En su apartamento, disfrutó del placer sensual de redactar una nueva lista pormenorizada, anotando palabra por palabra aquellas cosas que sabía que iba a tener que utilizar, cosas que él mismo iba a tocar, e iba a oler. Iba a ser su propia experiencia la que pusiera en juego, estimó con grandeza, y conoció el deleite de su propia generosidad por primerísima vez.
«Pintura —escribió—, 200 litros: blanca. 40 litros: varios colores. Brochas: dos de cada tamaño. Aguarrás: 40 litros. Aceite de linaza: 45 litros. Yeso: 100 kilos…»
¿No le resultaba ya posible percibir el olor penetrante de la pintura nueva, o el color húmedo, como el cereal, del yeso? El sonido de la ciudad era un grandioso murmullo de caverna, una caverna en la que bulliese el aletear de los motores, los lejanos toques de claxon, los gritos. El dolor se fue acomodando en su cuerpo como si estuviera en su propia casa. Se preguntó cómo se vendería el cable eléctrico, si por metros o al peso.
La nevera emitía una vibración constante, cristalina. Fuera, las calles daban largas boqueadas asmáticas, siempre en constante inspiración, sin exhalar. Anotó: «Paletas o llanas o como se llamen. Masa para baldosas. Tuberías (preguntar a Bodien). Otras herramientas (a ver qué dice Gaylord)».
El viento hizo retemblar las ventanas. Desde la radio de otro apartamento le llegó un villancico. En esos instantes pisaba con dificultad el terreno de lo irreal. Cuando perdiera el equilibrio, no sabía de qué lado iba a caer. Apenas reparó en el ruido de alguien que subía por las escaleras, aunque sí derribó la silla al levantarse en el instante en que alguien golpeó la puerta con la mano.
—¿Quién? —bramó. Tragó saliva—. ¿Quién es?
—Moonbloom, Moonbloom —gimió una voz—, tiene usted que…
Norman se acerco a la puerta y procuró hallar el equilibrio en su delicada sensación de alborozo. Tuvo miedo sin embargo, y se preguntó por quienes tienen el talento de reírse ante una amenaza de muerte.

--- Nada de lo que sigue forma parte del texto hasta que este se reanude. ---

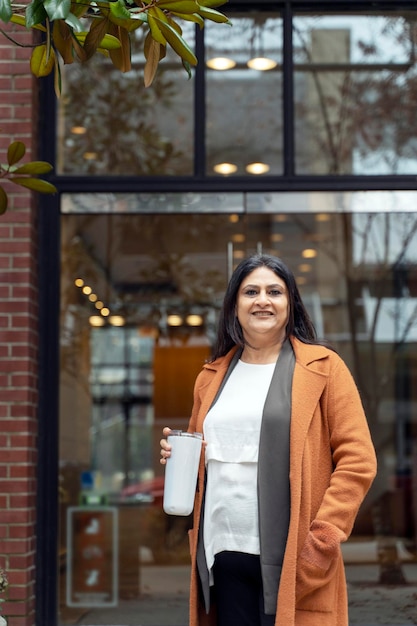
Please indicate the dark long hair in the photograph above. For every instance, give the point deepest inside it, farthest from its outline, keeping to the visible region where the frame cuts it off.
(229, 332)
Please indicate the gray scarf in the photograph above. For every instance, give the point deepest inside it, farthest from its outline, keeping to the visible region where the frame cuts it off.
(273, 480)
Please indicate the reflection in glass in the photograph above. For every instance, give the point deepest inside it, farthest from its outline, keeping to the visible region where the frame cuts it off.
(243, 105)
(120, 384)
(109, 124)
(355, 94)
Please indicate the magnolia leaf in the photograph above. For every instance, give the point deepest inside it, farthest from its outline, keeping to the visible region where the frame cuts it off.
(62, 36)
(213, 15)
(5, 11)
(177, 43)
(79, 50)
(152, 51)
(73, 21)
(35, 13)
(187, 68)
(21, 21)
(35, 184)
(42, 64)
(211, 3)
(34, 168)
(154, 26)
(180, 6)
(95, 36)
(16, 151)
(193, 17)
(57, 79)
(118, 10)
(57, 9)
(121, 57)
(109, 42)
(3, 201)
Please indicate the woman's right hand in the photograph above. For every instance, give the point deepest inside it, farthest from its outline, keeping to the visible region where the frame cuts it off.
(165, 447)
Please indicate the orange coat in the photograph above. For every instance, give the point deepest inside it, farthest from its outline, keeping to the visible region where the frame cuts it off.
(332, 465)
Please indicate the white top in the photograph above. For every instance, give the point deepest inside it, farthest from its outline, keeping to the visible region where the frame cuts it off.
(231, 429)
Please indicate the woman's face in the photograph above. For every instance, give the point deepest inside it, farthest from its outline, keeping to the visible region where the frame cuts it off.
(262, 306)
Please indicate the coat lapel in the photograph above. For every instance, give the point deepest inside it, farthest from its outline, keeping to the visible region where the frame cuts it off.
(308, 386)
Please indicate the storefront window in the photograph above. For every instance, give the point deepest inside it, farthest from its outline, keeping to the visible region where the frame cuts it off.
(244, 97)
(355, 94)
(140, 297)
(110, 124)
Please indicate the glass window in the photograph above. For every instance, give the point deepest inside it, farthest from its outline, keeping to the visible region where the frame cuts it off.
(244, 96)
(110, 124)
(140, 298)
(355, 95)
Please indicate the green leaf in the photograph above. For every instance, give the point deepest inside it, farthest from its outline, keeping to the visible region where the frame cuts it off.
(118, 10)
(57, 9)
(35, 13)
(73, 21)
(34, 168)
(190, 17)
(5, 11)
(109, 42)
(213, 15)
(40, 63)
(179, 6)
(3, 201)
(211, 3)
(35, 184)
(21, 21)
(15, 152)
(95, 36)
(177, 43)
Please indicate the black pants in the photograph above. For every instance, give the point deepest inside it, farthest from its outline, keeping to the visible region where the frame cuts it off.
(238, 590)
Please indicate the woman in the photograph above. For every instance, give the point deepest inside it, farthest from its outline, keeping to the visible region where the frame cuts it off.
(287, 463)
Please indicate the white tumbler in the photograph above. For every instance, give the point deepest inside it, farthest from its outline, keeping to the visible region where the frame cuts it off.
(181, 472)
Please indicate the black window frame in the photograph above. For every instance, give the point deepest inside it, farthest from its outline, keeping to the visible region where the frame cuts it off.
(49, 244)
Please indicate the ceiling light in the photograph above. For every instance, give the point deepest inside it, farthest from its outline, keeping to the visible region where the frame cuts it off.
(194, 320)
(174, 320)
(309, 253)
(117, 320)
(225, 168)
(322, 217)
(221, 63)
(90, 156)
(96, 320)
(257, 168)
(261, 63)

—¿Quién es? —preguntó, y abrió la puerta sólo una rendija, con la cadena puesta. La peste a alcohol le hizo torcer el gesto. Con dificultad descubrió un rostro que le resultaba algo familiar—. ¿Del Rio?

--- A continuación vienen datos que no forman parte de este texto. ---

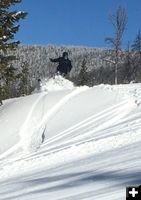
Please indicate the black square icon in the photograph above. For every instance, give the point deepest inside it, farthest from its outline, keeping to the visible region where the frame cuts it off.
(133, 193)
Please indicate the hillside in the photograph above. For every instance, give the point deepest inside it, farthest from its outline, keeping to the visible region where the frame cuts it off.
(91, 148)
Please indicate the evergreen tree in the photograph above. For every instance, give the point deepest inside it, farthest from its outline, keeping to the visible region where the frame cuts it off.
(82, 78)
(136, 49)
(119, 21)
(8, 28)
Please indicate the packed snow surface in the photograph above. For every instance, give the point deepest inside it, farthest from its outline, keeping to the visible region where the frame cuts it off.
(71, 143)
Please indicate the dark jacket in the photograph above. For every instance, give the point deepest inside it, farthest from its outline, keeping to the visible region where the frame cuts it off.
(64, 66)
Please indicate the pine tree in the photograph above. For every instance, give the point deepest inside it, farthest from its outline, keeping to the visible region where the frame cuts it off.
(8, 29)
(136, 49)
(82, 78)
(119, 21)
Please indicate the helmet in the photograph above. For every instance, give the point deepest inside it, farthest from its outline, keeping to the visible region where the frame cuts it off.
(65, 54)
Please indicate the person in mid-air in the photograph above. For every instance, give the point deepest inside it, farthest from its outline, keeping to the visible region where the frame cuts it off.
(64, 66)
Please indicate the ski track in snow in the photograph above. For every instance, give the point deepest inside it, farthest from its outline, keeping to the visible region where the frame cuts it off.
(95, 141)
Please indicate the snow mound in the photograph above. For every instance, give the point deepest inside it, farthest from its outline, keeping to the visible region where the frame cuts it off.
(56, 83)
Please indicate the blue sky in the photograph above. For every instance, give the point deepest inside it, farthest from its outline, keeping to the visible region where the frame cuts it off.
(75, 22)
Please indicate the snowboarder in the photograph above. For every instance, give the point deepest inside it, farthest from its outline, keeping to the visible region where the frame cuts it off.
(38, 86)
(1, 102)
(64, 66)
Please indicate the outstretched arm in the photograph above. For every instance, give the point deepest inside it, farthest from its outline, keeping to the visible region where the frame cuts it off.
(54, 60)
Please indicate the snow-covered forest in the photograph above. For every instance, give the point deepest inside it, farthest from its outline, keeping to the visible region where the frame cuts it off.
(93, 65)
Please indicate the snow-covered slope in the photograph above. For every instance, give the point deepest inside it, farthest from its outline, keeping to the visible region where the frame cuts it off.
(91, 143)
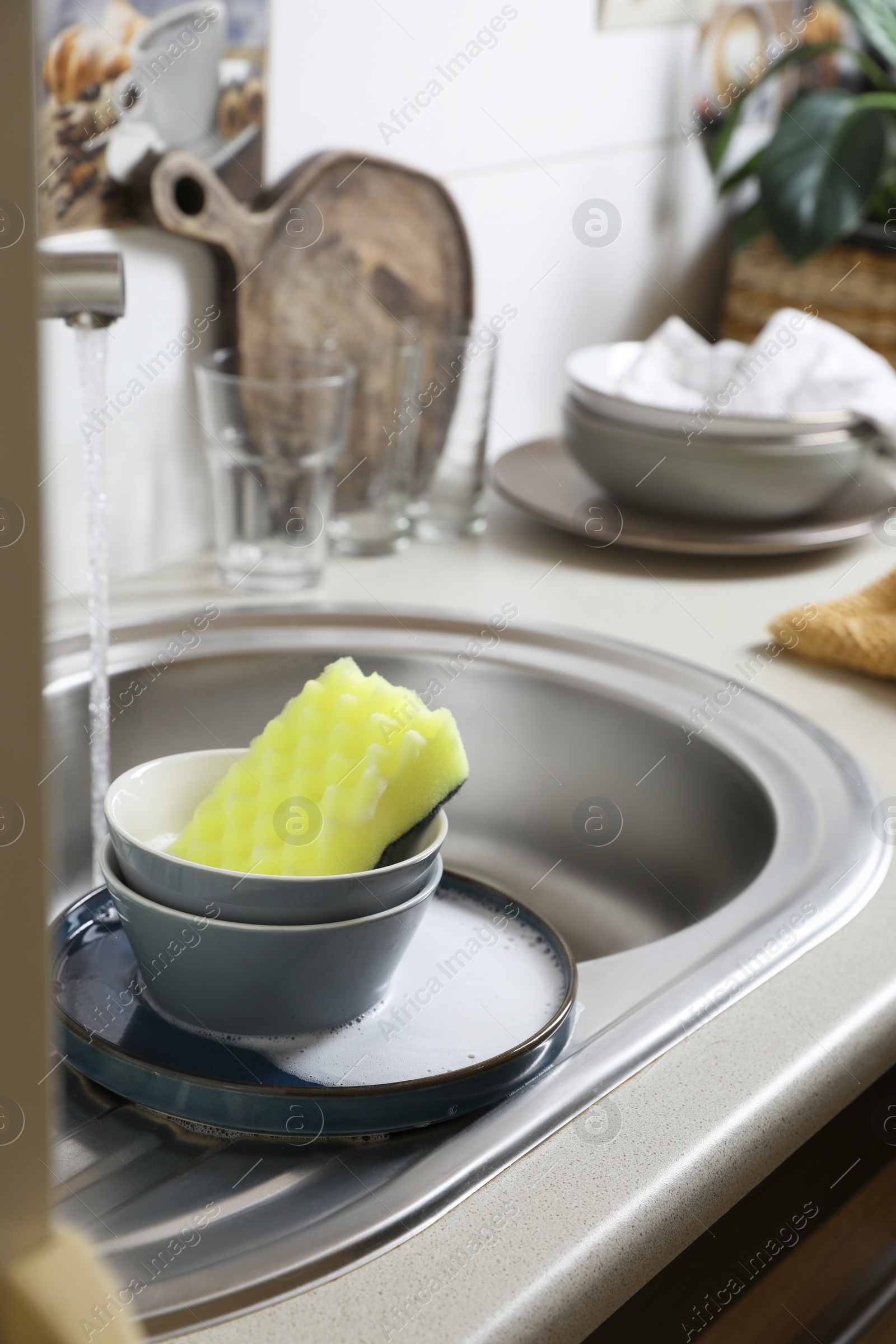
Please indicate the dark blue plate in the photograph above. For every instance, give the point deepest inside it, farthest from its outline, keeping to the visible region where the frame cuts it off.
(125, 1045)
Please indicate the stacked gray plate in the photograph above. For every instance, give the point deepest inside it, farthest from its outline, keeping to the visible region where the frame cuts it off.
(722, 467)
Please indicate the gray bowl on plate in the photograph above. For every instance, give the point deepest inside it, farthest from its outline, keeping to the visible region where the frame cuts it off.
(738, 478)
(151, 804)
(261, 980)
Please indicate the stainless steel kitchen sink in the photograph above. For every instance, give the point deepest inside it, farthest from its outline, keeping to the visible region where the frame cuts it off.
(739, 848)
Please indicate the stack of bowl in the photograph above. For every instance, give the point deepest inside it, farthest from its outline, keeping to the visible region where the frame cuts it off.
(249, 953)
(704, 464)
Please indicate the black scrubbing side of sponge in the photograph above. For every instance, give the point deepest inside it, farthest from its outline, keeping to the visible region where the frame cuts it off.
(403, 847)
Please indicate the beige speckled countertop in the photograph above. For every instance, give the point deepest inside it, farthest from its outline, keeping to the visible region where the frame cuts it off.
(582, 1224)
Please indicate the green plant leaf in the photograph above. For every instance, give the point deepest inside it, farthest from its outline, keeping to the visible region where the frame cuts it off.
(876, 21)
(809, 52)
(819, 172)
(747, 227)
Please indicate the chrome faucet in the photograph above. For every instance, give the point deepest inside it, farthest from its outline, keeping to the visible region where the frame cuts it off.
(86, 290)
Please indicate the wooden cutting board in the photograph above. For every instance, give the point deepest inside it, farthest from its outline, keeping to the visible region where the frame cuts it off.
(347, 250)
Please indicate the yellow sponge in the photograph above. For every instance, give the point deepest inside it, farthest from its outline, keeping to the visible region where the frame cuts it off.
(347, 768)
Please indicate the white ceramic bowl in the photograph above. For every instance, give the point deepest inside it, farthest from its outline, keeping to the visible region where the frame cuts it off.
(262, 980)
(151, 804)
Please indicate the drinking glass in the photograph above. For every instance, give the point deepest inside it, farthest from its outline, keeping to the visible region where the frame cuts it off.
(448, 498)
(272, 447)
(376, 469)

—Por favor, Moonbloom, venga a ayudarme —dijo Del Rio con una ronquera tal que parecía que lo hubieran acuchillado.
Norman lo dejó pasar. Del Rio entró pestañeando para protegerse de la luz, distorsionando la boca. Norman se quedó boquiabierto al ver el desaguisado: sus rasgos eran los de siempre, su cuerpo el de un atleta griego, pero tenía la manga de la chaqueta desgarrada por la costura del hombro, y la propia chaqueta estaba hecha un asco. Lo peor de todo eran sus ojos acolchados, de boxeador: asomaban por debajo de los pliegues hinchados con una expresión que Norman recordó haber visto en la mirada de un sonámbulo al que alguien había despertado con brusquedad. Del Rio estaba despierto, y le resultaba insufrible que nada ni nadie diera autenticidad a su sueño.
—¿Qué le ha pasado? ¿Qué está haciendo aquí? —Norman se sentó y se levantó enseguida al no estar seguro del lugar que debía ocupar Del Rio.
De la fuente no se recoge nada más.